Le premier ministre et la phénoménologie du pouvoir
Début juillet, Jean-Marc Ayrault fera son premier discours de politique générale devant la nouvelle Assemblée, auréolé de la nette victoire des socialistes aux élections législatives, laissant ainsi toute latitude au gouvernement pour mener les réformes du candidat Hollande. Ce discours est souvent très attendu des observateurs, car ils en attendent une publicité totale du pouvoir, au sens kantien du terme (rendre public). Au terme de ce discours, l’Etre du pouvoir sera connu, dévoilé, bref transparent. Cette attente doit néanmoins être interrogée : le pouvoir peut-il être public, peut-il rendre totalement raison de lui-même ? Ceci nous apparaît comme illusoire en raison de contraintes structurelles au champ politique. Et pour répondre à cette interrogation, la phénoménologie nous fournit de précieuses catégories pour penser l’apparaître du politique.
Le discours de politique générale est la profession de foi politique du pouvoir, l’acte par lequel il présente ses projets et surgit dans l’espace public. Le premier ministre y énonce ses priorités et les moyens qu’il entrevoit d’utiliser pour parvenir à les mener à bien. Par cette déclaration, le public prend acte de la politique menée par le gouvernement en place. Donc, a priori, il peut considérer comme tangible et claire sa perception du projet gouvernemental. Il pense le comprendre et l’assimiler, bref épuiser sa signification. La publicité de ce programme donne le sentiment que le pouvoir a « tout » dit de lui, a rendu raison de son projet, bref qu’il s’est exposé.
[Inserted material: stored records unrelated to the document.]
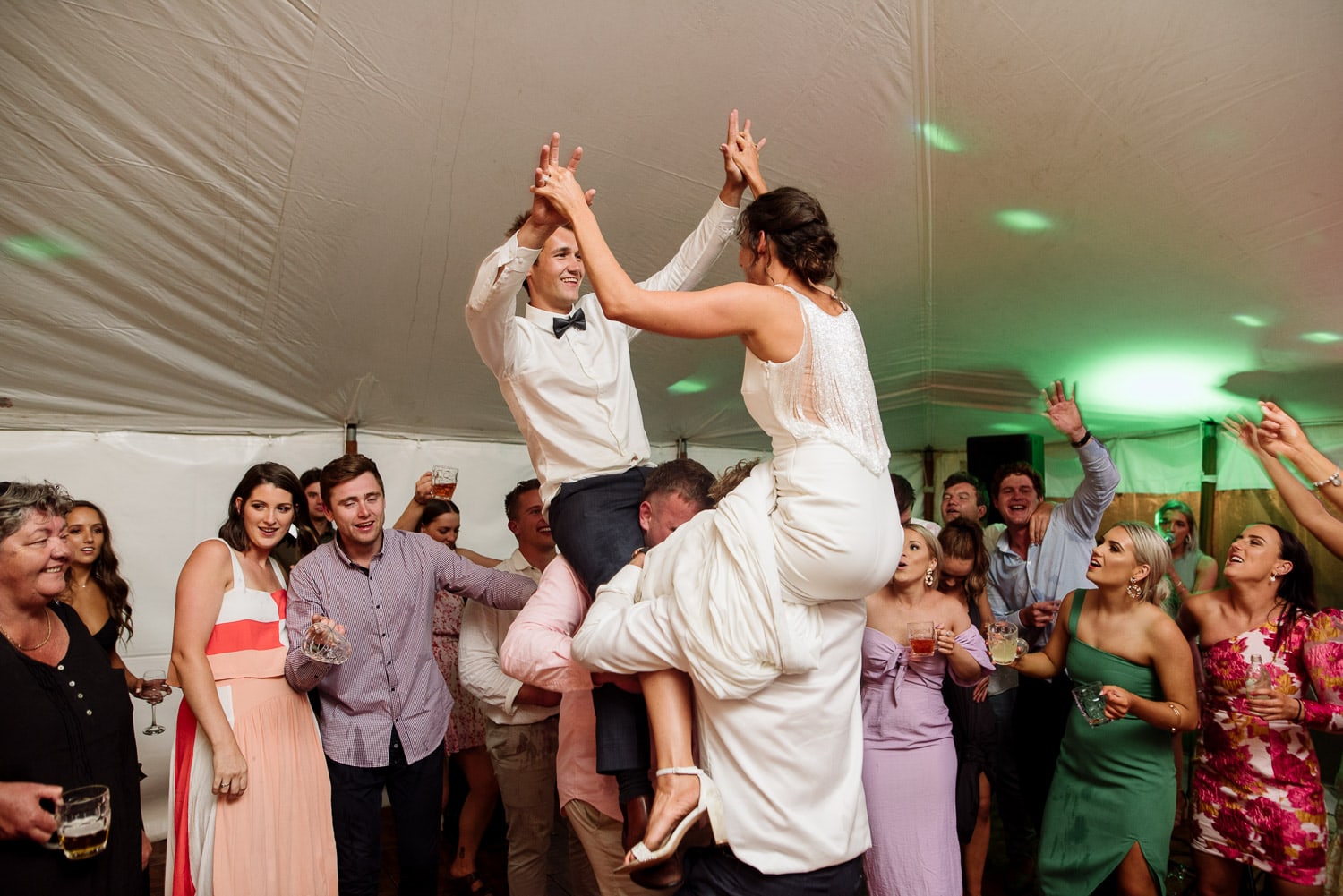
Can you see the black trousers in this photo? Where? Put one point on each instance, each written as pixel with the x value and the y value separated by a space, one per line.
pixel 596 527
pixel 716 872
pixel 414 790
pixel 1039 721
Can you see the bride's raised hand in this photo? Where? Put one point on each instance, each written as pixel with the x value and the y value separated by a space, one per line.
pixel 741 155
pixel 559 187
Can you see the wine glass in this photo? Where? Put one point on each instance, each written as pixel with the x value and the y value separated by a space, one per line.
pixel 152 691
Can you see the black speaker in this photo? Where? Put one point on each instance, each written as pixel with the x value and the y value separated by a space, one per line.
pixel 986 453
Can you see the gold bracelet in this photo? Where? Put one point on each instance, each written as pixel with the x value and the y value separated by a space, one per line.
pixel 1331 480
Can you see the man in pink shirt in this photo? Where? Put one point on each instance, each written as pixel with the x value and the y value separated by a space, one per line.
pixel 536 651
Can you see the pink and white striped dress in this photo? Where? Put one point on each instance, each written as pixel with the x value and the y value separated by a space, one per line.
pixel 277 837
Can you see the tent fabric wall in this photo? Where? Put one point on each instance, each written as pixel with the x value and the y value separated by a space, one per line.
pixel 164 493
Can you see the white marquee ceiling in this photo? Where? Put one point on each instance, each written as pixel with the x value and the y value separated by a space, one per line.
pixel 265 217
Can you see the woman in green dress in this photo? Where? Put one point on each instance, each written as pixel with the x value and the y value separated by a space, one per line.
pixel 1112 804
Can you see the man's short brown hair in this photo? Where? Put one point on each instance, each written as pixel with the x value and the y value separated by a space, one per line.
pixel 346 468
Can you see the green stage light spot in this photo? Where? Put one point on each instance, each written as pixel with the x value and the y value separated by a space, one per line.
pixel 1176 384
pixel 1023 219
pixel 38 247
pixel 1322 337
pixel 689 386
pixel 939 137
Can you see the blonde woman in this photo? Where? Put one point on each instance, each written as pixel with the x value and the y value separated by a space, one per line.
pixel 1112 804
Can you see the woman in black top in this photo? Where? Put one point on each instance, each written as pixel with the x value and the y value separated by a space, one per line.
pixel 70 719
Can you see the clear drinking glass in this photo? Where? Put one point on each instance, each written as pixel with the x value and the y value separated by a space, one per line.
pixel 82 820
pixel 153 694
pixel 327 644
pixel 443 482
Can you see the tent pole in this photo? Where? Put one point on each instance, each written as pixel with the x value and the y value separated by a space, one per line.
pixel 929 472
pixel 1208 488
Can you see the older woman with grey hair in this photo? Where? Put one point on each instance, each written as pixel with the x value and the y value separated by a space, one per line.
pixel 70 713
pixel 1112 804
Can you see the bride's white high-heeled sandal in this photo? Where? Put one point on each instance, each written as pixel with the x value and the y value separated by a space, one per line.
pixel 711 805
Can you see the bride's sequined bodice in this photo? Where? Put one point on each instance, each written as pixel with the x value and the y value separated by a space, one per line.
pixel 825 391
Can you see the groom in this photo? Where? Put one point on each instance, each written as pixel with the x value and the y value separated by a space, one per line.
pixel 564 371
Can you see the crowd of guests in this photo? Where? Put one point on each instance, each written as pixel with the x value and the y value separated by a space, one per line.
pixel 782 653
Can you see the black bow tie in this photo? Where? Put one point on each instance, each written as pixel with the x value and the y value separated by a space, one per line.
pixel 577 320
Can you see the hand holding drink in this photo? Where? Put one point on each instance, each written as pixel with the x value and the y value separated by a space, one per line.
pixel 1004 644
pixel 443 484
pixel 153 691
pixel 325 641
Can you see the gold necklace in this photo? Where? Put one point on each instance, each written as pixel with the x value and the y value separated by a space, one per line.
pixel 37 646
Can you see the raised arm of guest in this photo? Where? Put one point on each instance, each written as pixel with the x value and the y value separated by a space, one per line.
pixel 1280 434
pixel 537 646
pixel 1049 662
pixel 1267 445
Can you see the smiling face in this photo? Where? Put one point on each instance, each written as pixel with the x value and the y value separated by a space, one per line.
pixel 915 560
pixel 445 528
pixel 954 571
pixel 32 560
pixel 663 514
pixel 1114 562
pixel 1017 500
pixel 531 527
pixel 357 511
pixel 85 536
pixel 1254 557
pixel 555 278
pixel 1174 527
pixel 961 501
pixel 266 514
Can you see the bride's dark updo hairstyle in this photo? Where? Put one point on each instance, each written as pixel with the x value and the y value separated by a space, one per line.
pixel 800 234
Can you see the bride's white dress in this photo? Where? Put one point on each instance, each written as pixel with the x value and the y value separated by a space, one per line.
pixel 818 523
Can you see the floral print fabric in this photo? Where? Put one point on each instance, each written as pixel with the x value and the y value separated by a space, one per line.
pixel 1257 794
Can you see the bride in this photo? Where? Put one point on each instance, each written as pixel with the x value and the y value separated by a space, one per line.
pixel 829 528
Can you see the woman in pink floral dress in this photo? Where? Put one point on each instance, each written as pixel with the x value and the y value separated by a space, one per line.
pixel 1257 797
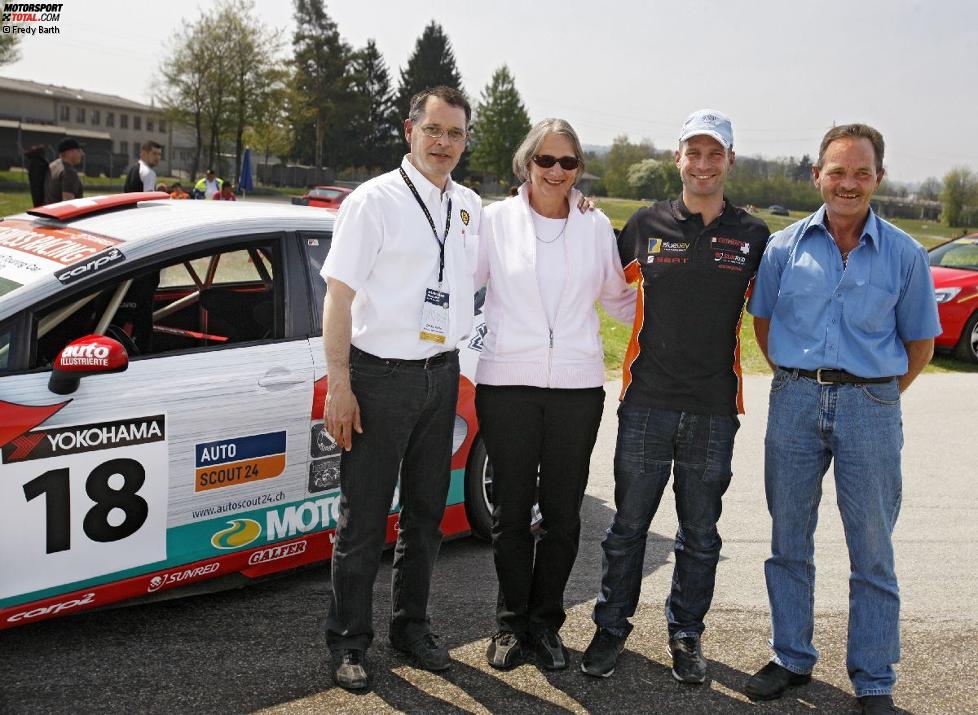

Cependant, il est manifeste que cet exercice, qu’elle que soit sa bonne volonté et même si le programme est tenu, voire réalisé de manière performative, n’épuise aucunement la phénoménalité du pouvoir. En effet, le phénomène qu’il présente ne se fait que sous forme d’« esquisses », de « profils », qui constituent une modalité d’apparaître partielle, fragmentaire. Husserl, fondateur de la phénoménologie, utilise le terme « Abschattung » et le désigne comme la structure fondamentale de la perception. De fait, la conscience intentionnelle dirigée vers un arbre, ou un livre, autrement dit dans le cas d’une perception sensible, ne le saisit que selon des esquisses de formes, de couleurs, dans un cadre spatial et temporel donnés, la perception doit faire face à une apparence qui ne cesse de changer : « l’essence de tout ce qui se donne par le moyen d’apparences, implique qu’aucune de celles-ci ne donne la chose comme un “absolu’’»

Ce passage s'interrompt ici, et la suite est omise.